Amélie Nothomb et Éric-Emmanuel Schmitt entretiennent à nouveau le diktat de l’incontournable
Ç a fait 26 ans que ça dure. Une autre rentrée littéraire, un autre roman d’Amélie Nothomb — Frappe-toi le coeur (Albin Michel) cette année — qui apparaît pour trôner comme une évidence sur les tables des librairies. ÉricEmmanuel Schmitt, autre romancier prolifique, est juste à côté, avec La vengeance du pardon (Albin Michel), cherchant dans la masse des sorties de l’automne à être plus que visible et à titiller, lui aussi, le côté grégaire du lecteur et de la lectrice en appelant avec ostentation à une rencontre sur les chemins de la conformité et du « suivisme». Joli paradoxe, d’ailleurs, dans le monde du livre qui promet d’élever l’esprit, de le rendre plus libre, avec parfois des lectures imposées.
Alors, faut-il succomber à ces appels de la nouveauté prévisible, du diktat de l’incontournable suivant la recette habituelle de la mise en marché, de la fin de l’été au pied d’un sapin de Noël? Oui, si l’on accepte l’apparence des ficelles tirées par les deux romanciers familiers pour manipuler les sentiments à grand coup d’enfance brisée, de trouble de l’attachement, de rapport trouble à la mère, au père, de résilience… Entre autres choses.
Amélie Nothomb fait passer tout ça dans la vie de Diane qui, en venant au monde, attise la jalousie d’une mère qui s’aime un peu trop. Plus tard, l’arrivée d’une soeur va creuser ce déséquilibre affectif et subtilement teinter une carrière universitaire et une destinée où se perdre dans le travail est une façon de ne pas affronter des formes plus douloureuses d’engagement.

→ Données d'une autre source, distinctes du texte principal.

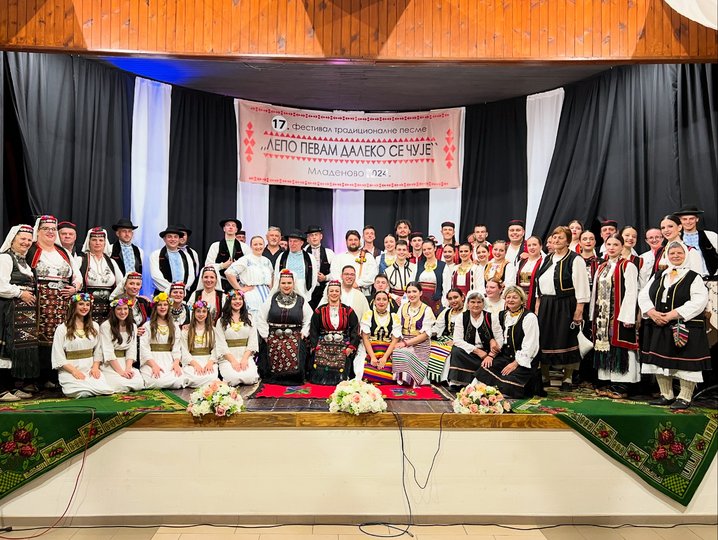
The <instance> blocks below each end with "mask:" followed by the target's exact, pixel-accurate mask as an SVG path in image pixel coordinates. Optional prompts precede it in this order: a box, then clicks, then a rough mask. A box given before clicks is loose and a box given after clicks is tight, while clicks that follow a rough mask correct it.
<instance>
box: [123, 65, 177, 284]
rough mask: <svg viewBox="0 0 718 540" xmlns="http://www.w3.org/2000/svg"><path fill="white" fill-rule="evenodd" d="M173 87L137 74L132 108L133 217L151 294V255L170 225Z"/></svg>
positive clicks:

Éric-Emmanuel Schmitt tient à peu près le même langage en quatre nouvelles. La première révèle Les soeurs Barbarin, Lilly et Moïsette, des jumelles, en compétition dans un environnement où l’amour est à géométrie variable. Dans Mademoiselle Butterfly, c’est le rejet d’un enfant par son père et d’une mère par celui qui l’a mise enceinte, qu’il exploite sur fond de grave crise affectant la haute direction d’une banque. Plus loin, la perte d’un enfant donne le ton de La vengeance du pardon, nouvelle qui partage son titre avec l’ensemble du bouquin, face à face troublant d’une mère avec le tueur de sa fille, qui précède une relecture du Petit Prince intitulée Dessine-moi un avion.

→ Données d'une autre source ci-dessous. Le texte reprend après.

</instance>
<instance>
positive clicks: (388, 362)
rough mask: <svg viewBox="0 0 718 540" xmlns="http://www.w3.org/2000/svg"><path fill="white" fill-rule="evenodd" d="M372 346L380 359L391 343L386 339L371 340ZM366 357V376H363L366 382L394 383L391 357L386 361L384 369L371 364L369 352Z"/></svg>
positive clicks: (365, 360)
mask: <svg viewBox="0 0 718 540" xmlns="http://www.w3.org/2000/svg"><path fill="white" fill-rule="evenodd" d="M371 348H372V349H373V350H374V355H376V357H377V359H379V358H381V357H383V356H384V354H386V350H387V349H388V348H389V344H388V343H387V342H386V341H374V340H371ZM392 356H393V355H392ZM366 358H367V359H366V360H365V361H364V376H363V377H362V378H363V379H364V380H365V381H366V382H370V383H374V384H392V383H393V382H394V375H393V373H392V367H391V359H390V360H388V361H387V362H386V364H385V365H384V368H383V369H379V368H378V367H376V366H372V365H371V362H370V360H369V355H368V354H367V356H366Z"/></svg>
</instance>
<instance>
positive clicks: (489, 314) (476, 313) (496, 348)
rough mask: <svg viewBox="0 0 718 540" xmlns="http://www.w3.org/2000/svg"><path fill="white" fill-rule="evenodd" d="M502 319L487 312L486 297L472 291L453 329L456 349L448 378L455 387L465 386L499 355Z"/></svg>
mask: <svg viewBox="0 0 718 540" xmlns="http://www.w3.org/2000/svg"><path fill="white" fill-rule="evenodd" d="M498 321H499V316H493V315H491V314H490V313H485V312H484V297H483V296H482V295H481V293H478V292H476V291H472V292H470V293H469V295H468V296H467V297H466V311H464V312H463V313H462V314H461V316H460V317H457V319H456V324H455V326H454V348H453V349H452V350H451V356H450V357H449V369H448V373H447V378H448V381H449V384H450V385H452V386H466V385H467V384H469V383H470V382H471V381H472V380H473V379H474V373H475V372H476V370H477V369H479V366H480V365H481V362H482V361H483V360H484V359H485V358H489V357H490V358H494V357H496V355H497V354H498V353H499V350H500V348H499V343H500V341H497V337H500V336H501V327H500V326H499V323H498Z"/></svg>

Douceur, légèreté: de Nothomb à Schmitt, c’est encore une fois de ces deux choses qu’il est question, malgré la dureté des sentiments, la violence des angoisses existentielles qui se fondent dans une écriture simple et efficace, dans un verbe maîtrisé qui trace les contours d’images consensuelles. L’une et l’autre exploitent avec cette nonchalance admirable les grands mythes de l’engagement, de la filiation, de la fatalité, de la convoitise, de l’abnégation, sans la peur de réécrire l’opéra de Puccini, de convoquer Saint-Exupéry ou de citer Alfred de Musset et son «Frappetoi le coeur, c’est là qu’est le génie» pour expliquer, ici, la carrière d’une cardiologue.
Le Nothomb cuvée 2017 se prend sur un coin de table, comme une barre tendre juste assez sucrée pour donner un sentiment de satiété que l’on risque d’oublier très vite. Le Schmitt de la rentrée offre, lui, un peu plus de consistance, mais surtout ce génie qui tient, oui, dans le coeur, interpellé par les deux bouquins, mais surtout dans l’art de réécrire de manière intarissable ces histoires universelles dont on connaît forcément la fin.